Systemic Amyloidosis Associated with Giant Lymph Node Hyperplasia

Abstract

This report describes 2 cases of systemic amyloidosis associated with giant lymph node hyperplasia (GLNH). Case 1: Multicentric GLNH, plasma cell (PC) type, in a 39-year-old man was accompanied by systemic manifestations, such as fever, anemia, generalized peripheral lymphadenopathy, and polyclonal hypergammaglobulinemia. Oner year later, nephrotic syndrome occurred, and then hypothyroid goiter followed. Thyroid tissue was almost completely replaced with eosinophilic material.
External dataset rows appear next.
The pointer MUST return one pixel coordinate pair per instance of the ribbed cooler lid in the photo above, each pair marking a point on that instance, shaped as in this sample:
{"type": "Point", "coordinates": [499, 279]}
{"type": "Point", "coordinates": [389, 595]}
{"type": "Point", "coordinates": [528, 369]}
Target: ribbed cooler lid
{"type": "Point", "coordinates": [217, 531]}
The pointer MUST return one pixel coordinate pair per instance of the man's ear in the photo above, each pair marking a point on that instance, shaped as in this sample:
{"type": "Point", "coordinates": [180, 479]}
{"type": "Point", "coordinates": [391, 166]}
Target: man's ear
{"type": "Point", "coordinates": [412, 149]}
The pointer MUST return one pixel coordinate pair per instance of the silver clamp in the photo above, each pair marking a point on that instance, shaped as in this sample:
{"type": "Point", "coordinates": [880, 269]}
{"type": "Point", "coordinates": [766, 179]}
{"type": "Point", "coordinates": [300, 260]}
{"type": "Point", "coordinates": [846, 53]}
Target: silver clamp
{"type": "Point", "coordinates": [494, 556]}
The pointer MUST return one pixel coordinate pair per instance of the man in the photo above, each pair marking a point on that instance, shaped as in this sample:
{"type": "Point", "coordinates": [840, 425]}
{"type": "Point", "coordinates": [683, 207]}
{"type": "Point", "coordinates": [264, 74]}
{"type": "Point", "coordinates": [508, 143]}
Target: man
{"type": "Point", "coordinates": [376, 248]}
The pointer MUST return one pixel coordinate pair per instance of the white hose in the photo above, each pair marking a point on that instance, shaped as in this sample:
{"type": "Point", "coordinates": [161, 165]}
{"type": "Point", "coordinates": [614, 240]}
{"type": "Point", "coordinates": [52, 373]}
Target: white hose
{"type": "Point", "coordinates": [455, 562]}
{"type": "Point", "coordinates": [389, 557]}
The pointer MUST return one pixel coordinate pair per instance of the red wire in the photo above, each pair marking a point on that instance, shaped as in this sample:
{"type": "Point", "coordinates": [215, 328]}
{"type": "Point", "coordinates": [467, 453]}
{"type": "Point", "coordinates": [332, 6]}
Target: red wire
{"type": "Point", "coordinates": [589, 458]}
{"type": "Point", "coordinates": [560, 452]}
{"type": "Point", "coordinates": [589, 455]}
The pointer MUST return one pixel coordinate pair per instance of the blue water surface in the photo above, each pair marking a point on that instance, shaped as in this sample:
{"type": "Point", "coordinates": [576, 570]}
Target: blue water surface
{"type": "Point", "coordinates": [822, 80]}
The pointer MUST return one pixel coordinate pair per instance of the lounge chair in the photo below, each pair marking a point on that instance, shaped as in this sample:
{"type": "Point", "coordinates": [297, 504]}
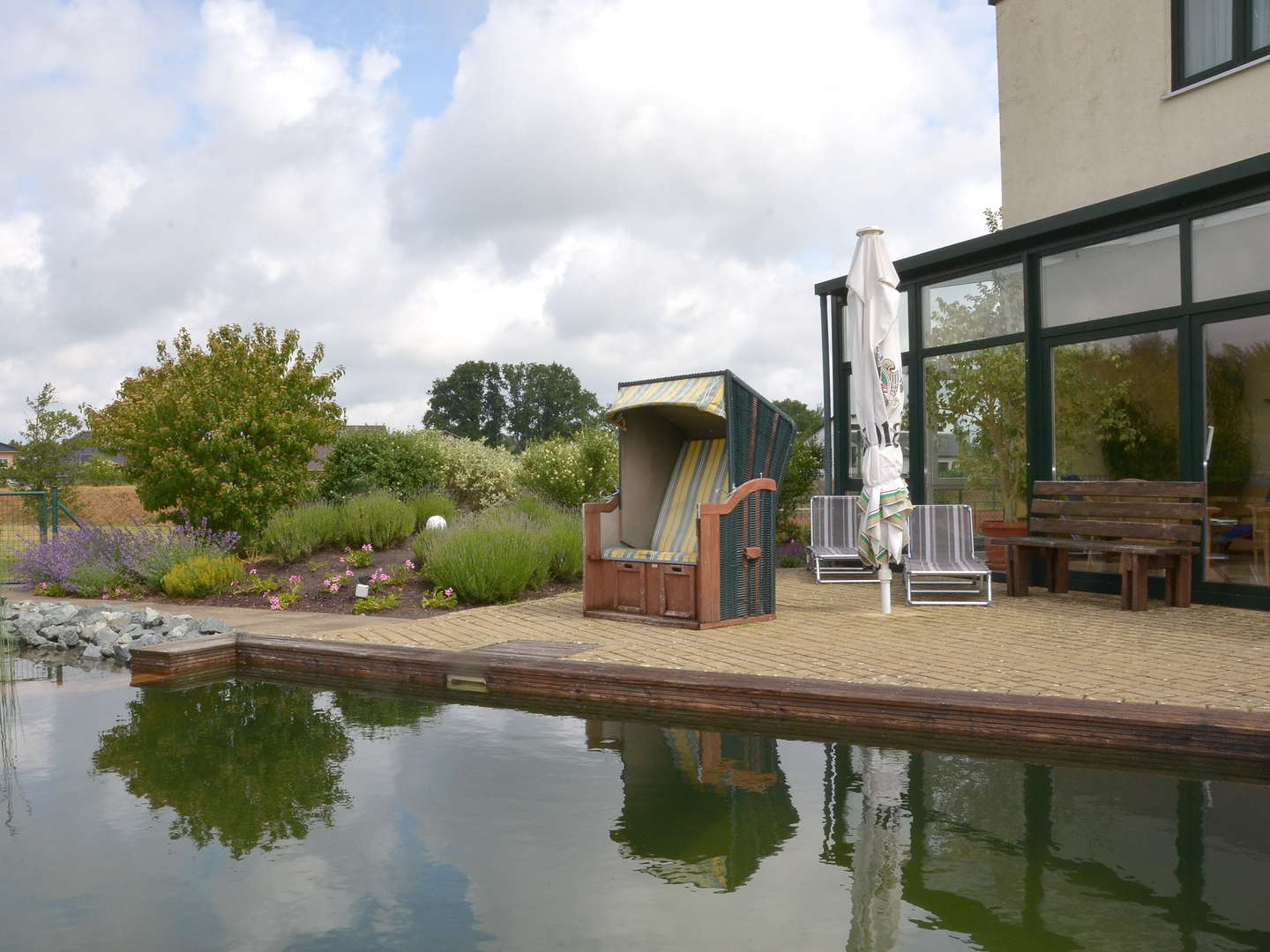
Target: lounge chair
{"type": "Point", "coordinates": [941, 557]}
{"type": "Point", "coordinates": [690, 539]}
{"type": "Point", "coordinates": [833, 555]}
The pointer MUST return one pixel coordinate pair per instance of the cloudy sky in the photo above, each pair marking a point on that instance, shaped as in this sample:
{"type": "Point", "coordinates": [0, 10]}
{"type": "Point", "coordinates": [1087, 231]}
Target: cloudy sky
{"type": "Point", "coordinates": [628, 187]}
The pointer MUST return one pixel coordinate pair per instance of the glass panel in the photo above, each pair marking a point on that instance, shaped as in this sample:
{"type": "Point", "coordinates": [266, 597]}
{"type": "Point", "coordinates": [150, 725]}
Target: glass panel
{"type": "Point", "coordinates": [855, 449]}
{"type": "Point", "coordinates": [972, 308]}
{"type": "Point", "coordinates": [1208, 31]}
{"type": "Point", "coordinates": [975, 432]}
{"type": "Point", "coordinates": [1237, 400]}
{"type": "Point", "coordinates": [1129, 274]}
{"type": "Point", "coordinates": [1229, 251]}
{"type": "Point", "coordinates": [1116, 415]}
{"type": "Point", "coordinates": [1260, 23]}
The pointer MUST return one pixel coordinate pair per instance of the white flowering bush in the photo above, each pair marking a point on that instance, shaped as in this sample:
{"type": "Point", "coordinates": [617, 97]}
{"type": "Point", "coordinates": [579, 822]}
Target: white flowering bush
{"type": "Point", "coordinates": [572, 470]}
{"type": "Point", "coordinates": [473, 475]}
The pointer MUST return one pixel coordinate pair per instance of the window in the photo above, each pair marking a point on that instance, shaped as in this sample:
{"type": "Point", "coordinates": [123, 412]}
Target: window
{"type": "Point", "coordinates": [1213, 36]}
{"type": "Point", "coordinates": [1139, 271]}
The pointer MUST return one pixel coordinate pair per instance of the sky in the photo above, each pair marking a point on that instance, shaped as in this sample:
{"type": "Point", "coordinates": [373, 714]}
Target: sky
{"type": "Point", "coordinates": [631, 188]}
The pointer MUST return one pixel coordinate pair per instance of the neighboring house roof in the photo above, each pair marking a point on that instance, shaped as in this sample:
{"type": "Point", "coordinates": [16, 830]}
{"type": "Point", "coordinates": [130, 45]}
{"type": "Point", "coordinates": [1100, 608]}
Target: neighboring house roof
{"type": "Point", "coordinates": [320, 452]}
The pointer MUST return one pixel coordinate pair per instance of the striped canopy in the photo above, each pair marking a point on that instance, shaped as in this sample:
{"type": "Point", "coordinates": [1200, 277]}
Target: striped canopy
{"type": "Point", "coordinates": [705, 394]}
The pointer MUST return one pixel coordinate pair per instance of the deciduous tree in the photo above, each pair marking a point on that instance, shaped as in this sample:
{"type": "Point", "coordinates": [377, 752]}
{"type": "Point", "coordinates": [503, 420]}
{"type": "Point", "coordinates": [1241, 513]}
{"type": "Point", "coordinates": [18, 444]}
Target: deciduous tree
{"type": "Point", "coordinates": [224, 430]}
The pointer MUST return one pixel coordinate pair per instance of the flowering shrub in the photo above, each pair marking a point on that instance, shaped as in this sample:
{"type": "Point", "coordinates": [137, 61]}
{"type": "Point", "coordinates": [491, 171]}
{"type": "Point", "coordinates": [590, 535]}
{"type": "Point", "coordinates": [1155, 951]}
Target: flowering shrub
{"type": "Point", "coordinates": [473, 475]}
{"type": "Point", "coordinates": [98, 555]}
{"type": "Point", "coordinates": [357, 557]}
{"type": "Point", "coordinates": [572, 470]}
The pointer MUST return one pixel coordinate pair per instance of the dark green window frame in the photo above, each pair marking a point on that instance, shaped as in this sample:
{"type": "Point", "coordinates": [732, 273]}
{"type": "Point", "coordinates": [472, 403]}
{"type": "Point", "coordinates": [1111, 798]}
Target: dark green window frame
{"type": "Point", "coordinates": [1241, 45]}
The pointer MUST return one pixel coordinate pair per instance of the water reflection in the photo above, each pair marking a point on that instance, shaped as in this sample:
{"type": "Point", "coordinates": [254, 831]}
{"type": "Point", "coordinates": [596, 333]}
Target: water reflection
{"type": "Point", "coordinates": [701, 807]}
{"type": "Point", "coordinates": [242, 764]}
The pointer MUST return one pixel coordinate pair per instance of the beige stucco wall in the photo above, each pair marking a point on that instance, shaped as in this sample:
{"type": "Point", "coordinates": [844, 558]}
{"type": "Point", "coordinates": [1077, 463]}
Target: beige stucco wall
{"type": "Point", "coordinates": [1081, 111]}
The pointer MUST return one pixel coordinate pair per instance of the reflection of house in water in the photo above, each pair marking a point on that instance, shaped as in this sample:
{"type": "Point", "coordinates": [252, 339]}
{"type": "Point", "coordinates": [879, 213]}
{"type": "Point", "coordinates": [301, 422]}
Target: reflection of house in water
{"type": "Point", "coordinates": [1015, 856]}
{"type": "Point", "coordinates": [703, 807]}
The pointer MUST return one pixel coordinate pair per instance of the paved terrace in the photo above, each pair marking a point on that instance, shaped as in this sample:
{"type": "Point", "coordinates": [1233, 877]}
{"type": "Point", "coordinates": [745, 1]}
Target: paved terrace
{"type": "Point", "coordinates": [1077, 645]}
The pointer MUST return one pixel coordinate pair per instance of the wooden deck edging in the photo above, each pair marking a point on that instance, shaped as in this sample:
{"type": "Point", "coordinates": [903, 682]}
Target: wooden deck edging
{"type": "Point", "coordinates": [1152, 729]}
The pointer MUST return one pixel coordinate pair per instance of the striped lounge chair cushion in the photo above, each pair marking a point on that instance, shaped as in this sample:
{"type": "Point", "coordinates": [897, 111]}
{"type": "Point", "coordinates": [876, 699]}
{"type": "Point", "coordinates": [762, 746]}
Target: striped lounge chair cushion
{"type": "Point", "coordinates": [700, 476]}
The material stained with Congo red and anti-AA. Case 2: Monocentric GLNH, PC type, in a 53-year-old man was accompanied by anemia and fever of 3 years’ duration. No peripheral lymphadenopathy was noted. Intermittent Bence Jones proteinuria (λ type) was found. Abdominal CT scan disclosed a mesenteric mass and hepatosplenomegaly. Biopsy specimens from the mass, liver and small intestine showed GLNH, PC type, with AL-amyloid and λ light chain deposits. Immunofluorescent study showed that the majority of plasma cells contained cytoplasmic λ light chain. To our knowledge, there are no previous reports concerning AL-amyloidosis developing in patients with GLNH. The type of associated amyloidosis in GLNH seems to depend on whether the plasma cells are polyclonal or monoclonal. Here, we would like to add our comments on the biologic behavior of GLNH.